A YouTuber has recreated Google’s misleading Gemini Ultra video, showing real-time responses to changes in a live video — using OpenAI’s vision AI model GPT-4V.
Google unveiled its impressive sounding Gemini artificial intelligence models last week, including the flagship Gemini Ultra with a video that appeared to show it responding in real-time to changes in a video — the problem is, Google faked it.
The reality of the promotional clip from Google is that they did have Gemini Ultra solve the problems demonstrated but from still images and over a longer period.
To see whether it is even possible to do things like have an AI play the find the ball game, identify locations on a map or spot changes in an image as you draw it, Greg Technology created a simple app to see how well GPT-4V handles the same concept.
So what exactly happened with Gemini?
Gemini Ultra has been trained as multimodal from the ground up. That means its dataset included images, text, code, video, audio and even motion data. It allows it to have a broader understanding of the world and see it “as humans do”.
To demonstrate these capabilities Google released a video where different actions were being performed and the voice of Gemini was describing what it could see.
In the video, it seems like this is all happening live, with Gemini responding to changes as they happen, but this isn’t exactly the case. While the responses are real they were still images or in segments rather than in real-time. Put simply, the video was more a marketing exercise than a technical demo.
So OpenAI GPT-4 can already do this?
In a short two-minute video, Greg, who makes demos of new technology for his channel, explained being excited by the Gemini demo but was disappointed to find it wasn't real time.
“When I saw that I thought, that is kind of strange, as with GPT-4 vision, which came out a month ago has been doing what is in the demo only it is real,” he said.
The conversation with GPT-4 is similar to the Voice version of ChatGPT with responses using a similar natural tone. The difference is this included video and had the OpenAI model respond to hand gestures, identify a drawing of a duck on water and play rock, paper, scissors.

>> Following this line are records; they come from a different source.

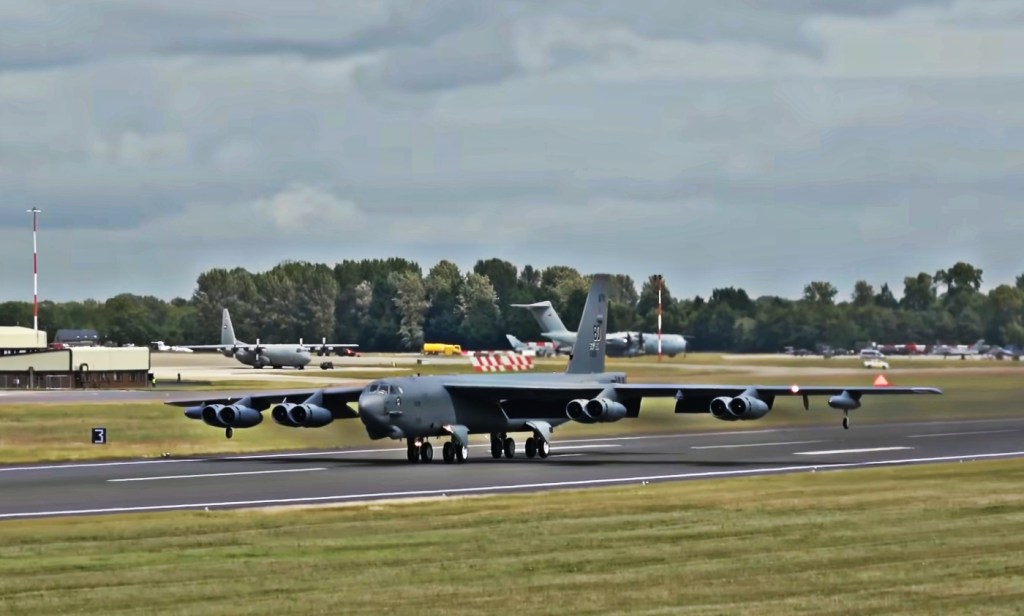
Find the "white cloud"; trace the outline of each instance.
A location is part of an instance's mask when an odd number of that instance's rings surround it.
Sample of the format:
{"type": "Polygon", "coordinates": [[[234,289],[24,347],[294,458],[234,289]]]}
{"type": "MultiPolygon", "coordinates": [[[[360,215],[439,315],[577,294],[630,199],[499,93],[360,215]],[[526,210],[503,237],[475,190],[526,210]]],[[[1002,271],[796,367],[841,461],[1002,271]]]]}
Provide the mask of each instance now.
{"type": "Polygon", "coordinates": [[[1019,273],[1014,3],[39,6],[0,6],[0,258],[42,207],[62,297],[391,255],[701,293],[1019,273]]]}

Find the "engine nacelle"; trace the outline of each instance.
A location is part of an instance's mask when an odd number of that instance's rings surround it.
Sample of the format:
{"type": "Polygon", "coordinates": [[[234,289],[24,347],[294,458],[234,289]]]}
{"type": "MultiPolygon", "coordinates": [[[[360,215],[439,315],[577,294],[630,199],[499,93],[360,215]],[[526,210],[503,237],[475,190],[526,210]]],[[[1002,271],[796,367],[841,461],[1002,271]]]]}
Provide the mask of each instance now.
{"type": "Polygon", "coordinates": [[[322,406],[298,404],[288,409],[288,417],[296,426],[320,428],[334,421],[334,415],[322,406]]]}
{"type": "Polygon", "coordinates": [[[752,396],[736,396],[729,401],[729,412],[736,419],[761,419],[768,414],[768,403],[752,396]]]}
{"type": "Polygon", "coordinates": [[[189,419],[202,419],[203,418],[203,407],[202,406],[190,406],[185,409],[185,417],[189,419]]]}
{"type": "Polygon", "coordinates": [[[256,409],[238,404],[211,404],[203,407],[203,422],[214,428],[251,428],[263,421],[256,409]]]}
{"type": "Polygon", "coordinates": [[[569,419],[580,423],[594,423],[594,419],[587,415],[586,407],[589,400],[572,400],[565,405],[565,414],[569,419]]]}
{"type": "MultiPolygon", "coordinates": [[[[220,410],[224,408],[223,404],[210,404],[204,406],[200,413],[203,418],[203,423],[214,428],[227,428],[227,424],[220,420],[220,410]]],[[[186,411],[187,412],[187,411],[186,411]]]]}
{"type": "Polygon", "coordinates": [[[291,402],[282,402],[270,410],[270,417],[282,426],[288,428],[298,428],[298,424],[292,421],[291,416],[288,415],[288,411],[295,406],[291,402]]]}
{"type": "Polygon", "coordinates": [[[728,396],[722,396],[715,398],[711,401],[711,415],[715,419],[721,419],[722,421],[736,421],[739,417],[736,417],[729,411],[729,403],[732,402],[732,398],[728,396]]]}
{"type": "Polygon", "coordinates": [[[840,411],[852,411],[853,409],[860,408],[860,400],[851,396],[850,392],[844,391],[838,396],[829,398],[828,405],[840,411]]]}
{"type": "Polygon", "coordinates": [[[583,413],[593,421],[618,421],[626,416],[626,407],[607,398],[594,398],[583,405],[583,413]]]}

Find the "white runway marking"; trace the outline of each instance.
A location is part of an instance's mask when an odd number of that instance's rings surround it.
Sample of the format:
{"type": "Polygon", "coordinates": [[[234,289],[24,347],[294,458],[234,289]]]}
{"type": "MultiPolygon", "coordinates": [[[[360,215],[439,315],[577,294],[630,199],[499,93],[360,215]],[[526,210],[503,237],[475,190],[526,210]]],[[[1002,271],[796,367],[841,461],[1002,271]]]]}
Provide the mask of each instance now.
{"type": "Polygon", "coordinates": [[[900,449],[913,449],[913,447],[868,447],[866,449],[832,449],[830,451],[795,451],[795,456],[830,456],[839,453],[869,453],[872,451],[897,451],[900,449]]]}
{"type": "Polygon", "coordinates": [[[935,458],[905,458],[895,460],[874,460],[871,462],[846,462],[839,464],[747,468],[728,471],[705,471],[697,473],[679,473],[675,475],[647,475],[640,477],[618,477],[608,479],[584,479],[579,481],[555,481],[550,483],[522,483],[497,486],[481,486],[476,488],[447,488],[440,490],[411,490],[407,492],[376,492],[370,494],[340,494],[336,496],[308,496],[299,498],[268,498],[262,500],[224,501],[208,503],[182,503],[178,505],[148,505],[140,507],[108,507],[103,509],[65,509],[61,511],[28,511],[23,513],[2,513],[0,519],[35,518],[59,515],[82,515],[95,513],[132,513],[143,511],[171,511],[175,509],[198,509],[200,507],[260,507],[268,505],[295,505],[300,503],[359,502],[378,498],[412,498],[442,496],[445,494],[471,494],[474,492],[505,492],[512,490],[529,490],[538,488],[576,488],[583,486],[614,485],[641,483],[644,481],[666,481],[678,479],[697,479],[709,477],[737,477],[743,475],[778,475],[782,473],[807,471],[835,471],[872,466],[895,466],[899,464],[922,464],[926,462],[952,462],[955,460],[979,460],[988,458],[1005,458],[1024,456],[1024,451],[1007,451],[1002,453],[964,454],[960,456],[940,456],[935,458]]]}
{"type": "Polygon", "coordinates": [[[932,438],[936,436],[966,436],[968,434],[1003,434],[1017,430],[978,430],[976,432],[938,432],[935,434],[911,434],[907,438],[932,438]]]}
{"type": "Polygon", "coordinates": [[[181,460],[129,460],[125,462],[84,462],[72,464],[51,464],[49,466],[8,466],[0,467],[0,473],[11,471],[46,471],[65,468],[95,468],[98,466],[134,466],[136,464],[173,464],[175,462],[202,462],[202,458],[185,458],[181,460]]]}
{"type": "Polygon", "coordinates": [[[810,443],[827,443],[828,441],[784,441],[781,443],[744,443],[742,445],[696,445],[690,449],[735,449],[737,447],[772,447],[776,445],[808,445],[810,443]]]}
{"type": "Polygon", "coordinates": [[[111,483],[122,481],[159,481],[161,479],[206,479],[207,477],[234,477],[237,475],[273,475],[276,473],[306,473],[309,471],[325,471],[326,467],[288,468],[276,471],[238,471],[236,473],[200,473],[197,475],[164,475],[162,477],[128,477],[125,479],[107,479],[111,483]]]}

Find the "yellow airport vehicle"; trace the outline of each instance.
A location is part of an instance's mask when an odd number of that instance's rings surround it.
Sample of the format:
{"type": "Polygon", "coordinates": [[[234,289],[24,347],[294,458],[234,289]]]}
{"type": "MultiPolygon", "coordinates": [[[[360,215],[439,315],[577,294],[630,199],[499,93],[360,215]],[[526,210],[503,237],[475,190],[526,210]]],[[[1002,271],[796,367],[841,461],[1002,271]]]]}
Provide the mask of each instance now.
{"type": "Polygon", "coordinates": [[[462,347],[457,344],[425,342],[422,353],[424,355],[462,355],[462,347]]]}

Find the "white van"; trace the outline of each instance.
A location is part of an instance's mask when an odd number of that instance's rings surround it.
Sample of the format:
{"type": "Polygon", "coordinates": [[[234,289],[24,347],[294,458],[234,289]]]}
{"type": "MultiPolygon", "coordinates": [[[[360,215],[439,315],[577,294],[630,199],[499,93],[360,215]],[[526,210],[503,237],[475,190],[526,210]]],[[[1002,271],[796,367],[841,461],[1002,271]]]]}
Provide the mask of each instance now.
{"type": "Polygon", "coordinates": [[[860,352],[861,359],[885,359],[885,355],[882,354],[878,349],[862,349],[860,352]]]}

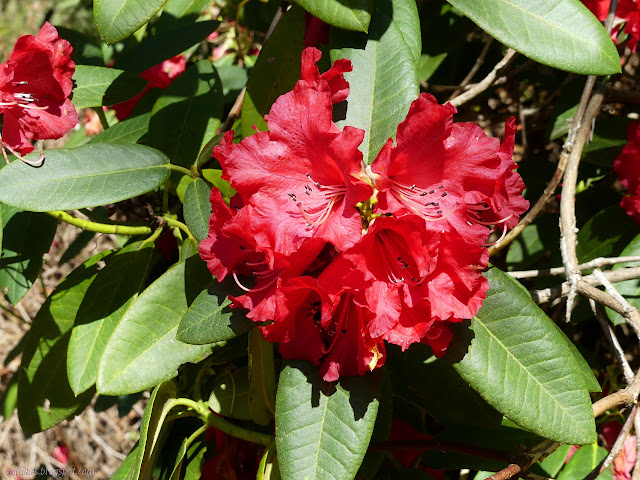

The code used to make the ChatGPT Video interface used in the demo video has been released on GitHub by Greg Technology so others can also try it out for themselves.
Trying out the GPT-4 Vision code
I installed the code produced by Greg Technology on my Apple MacBook Air M2 and paired it with my GPT-4V API key to see if this video worked and wasn’t another “fake demo”.
After a few minutes, I had it installed and running and it worked perfectly. Happily identifying hand gestures, my glass coffee cup and a book. It could even tell me its title and author.
What this shows is just how far ahead of the pack OpenAI is, especially in terms of multimodal support. While other models can now analyze the contents of an image, they’d struggle with real-time video analysis.